No início do texto, aproxima-se a ciência do direito e da etnografia, uma vez que as duas funcionam à luz do saber local e "se entregam à tarefa artesanal de descobrir princípios gerais em fatos paroquiais”. Entretanto, uma visão de mundo parecida não é o suficiente para que advogados e antropólogos tenham muitos assuntos em comum. O que ocorre é justamente o contrário: por serem peritos em assuntos práticos, são distanciados por suas afinidades eletivas. Critica-se uma separação entre os aspectos lógicos e os aspectos práticos do direito, "o direito sem direito" e a falta de uma sensibilidade etnográfica no direito assim como uma sensibilidade jurídica na antropologia.

O autor aponta o limitado interesse de advogados e antropólogos a sua própria área, no máximo perguntando-se se a outra parte pode ser útil na resolução de seus clássicos problemas. Por isso, há uma necessidade de uma consciência maior e mais precisa da do que a outra disciplina significa. Geertz entende que para isso ocorra, uma abordagem mais desagregante que a atual é necessária, que se encontre entre as duas disciplinas temas específicos que serão abordados distintamente. Para isso, propõe-se um "ir e vir" hermenêutico entre os dois campos, olhando-se para uma direção, depois para a outra para que ocorra uma complementação. As duas disciplinas certamente tem muito a se ensinar, ajudar. Assim, podem-se formular questões morais, políticas e intelectuais importantes para ambos.
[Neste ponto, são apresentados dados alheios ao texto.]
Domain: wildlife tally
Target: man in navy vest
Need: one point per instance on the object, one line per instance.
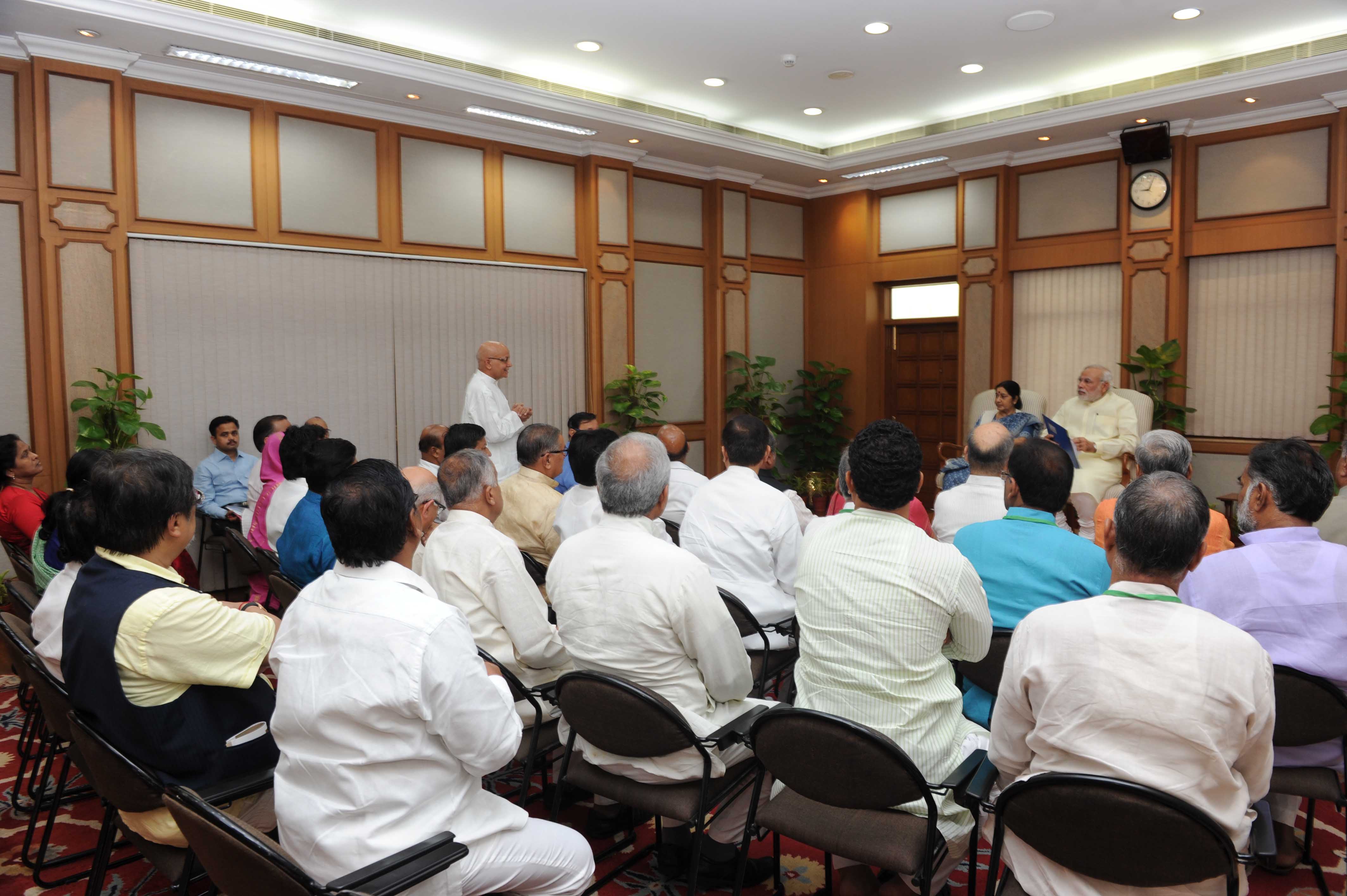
(169, 674)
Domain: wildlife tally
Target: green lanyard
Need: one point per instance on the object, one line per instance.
(1167, 599)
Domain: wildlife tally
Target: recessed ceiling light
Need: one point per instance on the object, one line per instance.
(265, 68)
(529, 119)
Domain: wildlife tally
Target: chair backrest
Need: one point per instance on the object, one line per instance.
(622, 717)
(239, 859)
(1310, 709)
(987, 671)
(837, 762)
(1117, 832)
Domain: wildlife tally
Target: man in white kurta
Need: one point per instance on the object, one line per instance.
(1136, 685)
(877, 603)
(1104, 428)
(383, 748)
(487, 406)
(745, 532)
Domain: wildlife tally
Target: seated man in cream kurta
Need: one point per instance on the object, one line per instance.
(1104, 428)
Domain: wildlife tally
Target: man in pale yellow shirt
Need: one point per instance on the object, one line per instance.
(531, 496)
(167, 674)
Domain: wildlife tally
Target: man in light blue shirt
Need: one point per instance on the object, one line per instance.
(223, 477)
(1024, 560)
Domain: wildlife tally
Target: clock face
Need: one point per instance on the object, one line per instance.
(1150, 189)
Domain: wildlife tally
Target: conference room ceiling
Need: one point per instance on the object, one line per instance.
(1093, 71)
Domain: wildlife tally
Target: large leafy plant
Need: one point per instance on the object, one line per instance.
(115, 409)
(756, 391)
(636, 399)
(1159, 381)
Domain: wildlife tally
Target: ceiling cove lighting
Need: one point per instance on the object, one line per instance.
(529, 119)
(265, 68)
(896, 168)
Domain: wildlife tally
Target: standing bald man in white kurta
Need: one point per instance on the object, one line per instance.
(487, 406)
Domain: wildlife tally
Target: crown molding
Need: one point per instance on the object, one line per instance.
(78, 52)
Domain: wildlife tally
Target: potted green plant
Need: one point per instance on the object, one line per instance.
(1159, 381)
(636, 399)
(115, 409)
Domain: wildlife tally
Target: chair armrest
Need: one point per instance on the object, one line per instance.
(403, 871)
(736, 731)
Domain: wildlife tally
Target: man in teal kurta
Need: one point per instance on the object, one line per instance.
(1024, 560)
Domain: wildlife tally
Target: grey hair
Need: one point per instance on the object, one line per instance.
(534, 441)
(1164, 451)
(632, 472)
(1162, 522)
(464, 475)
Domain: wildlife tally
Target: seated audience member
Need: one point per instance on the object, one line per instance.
(223, 476)
(305, 549)
(432, 446)
(361, 779)
(477, 569)
(877, 603)
(580, 507)
(683, 480)
(1135, 685)
(580, 422)
(1286, 587)
(634, 606)
(167, 674)
(21, 502)
(1024, 560)
(987, 452)
(747, 532)
(1167, 451)
(46, 542)
(531, 498)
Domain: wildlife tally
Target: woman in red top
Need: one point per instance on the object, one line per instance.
(21, 503)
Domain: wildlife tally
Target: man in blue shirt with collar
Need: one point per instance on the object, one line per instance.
(1024, 560)
(223, 477)
(305, 549)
Geertz entra na temática da relação entre fato e lei, entre ser e dever ser. A relação entre os fatos e sua natureza que tem sido foco de preocupação jurídica, o foco principal na "explosão dos fatos, temor aos fatos e esterilização dos fatos". Já os fatos sociais mostram que os juízes não precisam apenas conhecer as leis, sendo necessários conhecimentos como compra e venda de imóveis no Rio de Janeiro, a polícia militar de São Paulo etc. Coloca-se em questão a depreciação do júri uma vez que as jurisprudências podem e muitas vezes afastam os fatos da discussão, deixando-os ao juízo dos "guardiões da lei".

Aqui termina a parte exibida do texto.